Con la baja de las temperaturas, el humor y la tolerancia mejoran; a los viejitos le duelen los huesos y una leche con chocolate se vuelve una alucinación recurrente. Diciembre está tan cerca que no vale la pena empezar nada, dicen los que han pospuesto sus proyectos durante todo el año. Viene la época de gastar más, presagian los bolsillos que para esta Navidad estarán especialmente vacíos. No obstante, lo más sensible es el tema de los abrigos y las frazadas, la poca protección ante el húmedo frío que entra por las rendijas de las ventanas.
Veo a la gente en la calle con sweaters, enguatadas y gruesos abrigos sintéticos, pero ninguna de esas prendas ha podido ser comprada con el salario que ganan por su trabajo. Aquel de piel de vaca se lo mandó una hermana que vive en New York y el de rayas que lleva la muchacha fue regalado por un turista de paso en la ciudad. Un niño pequeño tiene un impermeable heredado de su hermano, que a su vez lo obtuvo de un tío que decomisa maletas en la Aduana. La viejita que cruza la calle pone cuidado en sus medias de lana, cambiadas a una vecina por una cuchilla de batidora. Sólo el custodio del hotel ostenta una chaqueta de mezclilla con botones brillosos y nuevos.

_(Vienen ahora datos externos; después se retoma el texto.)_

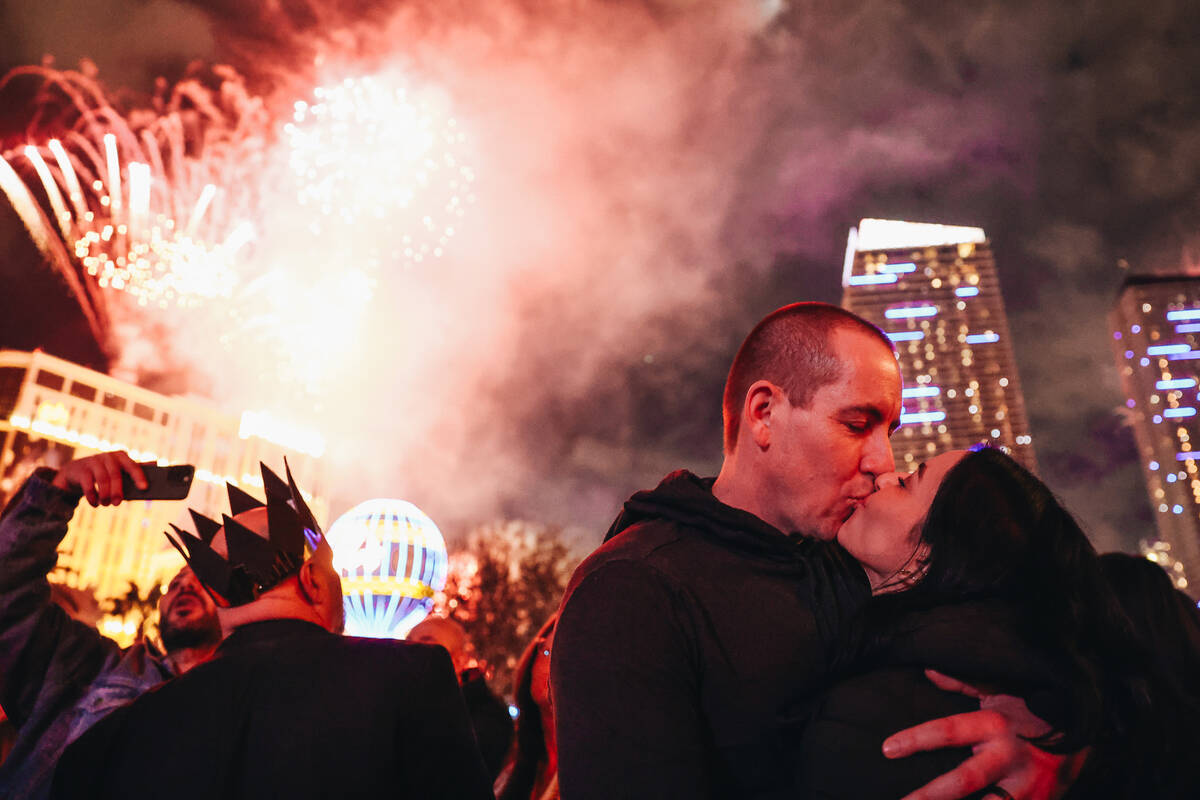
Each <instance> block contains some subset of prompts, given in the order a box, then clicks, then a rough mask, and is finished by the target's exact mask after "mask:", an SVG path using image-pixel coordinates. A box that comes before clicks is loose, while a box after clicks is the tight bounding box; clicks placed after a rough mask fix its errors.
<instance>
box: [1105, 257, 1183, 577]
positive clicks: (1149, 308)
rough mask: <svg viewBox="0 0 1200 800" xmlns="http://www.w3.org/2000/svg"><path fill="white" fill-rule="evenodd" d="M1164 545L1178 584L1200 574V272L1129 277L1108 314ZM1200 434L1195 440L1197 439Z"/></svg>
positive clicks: (1125, 389)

Me gusta el invierno y la afabilidad que despierta en la gente, pero sé que para muchos es la estación de ciertos sinsabores y vergüenzas. De no poder dormir en el banco del parque, donde el resto del año aquel señor de la ropa gastada tiene su única morada. De los niños burlándose en la escuela de los que llevan un abrigo comprado en el racionamiento de los años ochenta. El frío enfatiza las diferencias entre los que pueden cerrar la puerta y los que no tienen una casa con ventanas para entornar. Remarca el contraste entre aquellos que llevan una prenda de mangas largas y los que se ponen dos pulovers porque no tienen un abrigo. Todos pendientes del termómetro y de que no baje los diez grados, pues la indigencia habitacional y de vestuario no soportaría un solo copo de nieve.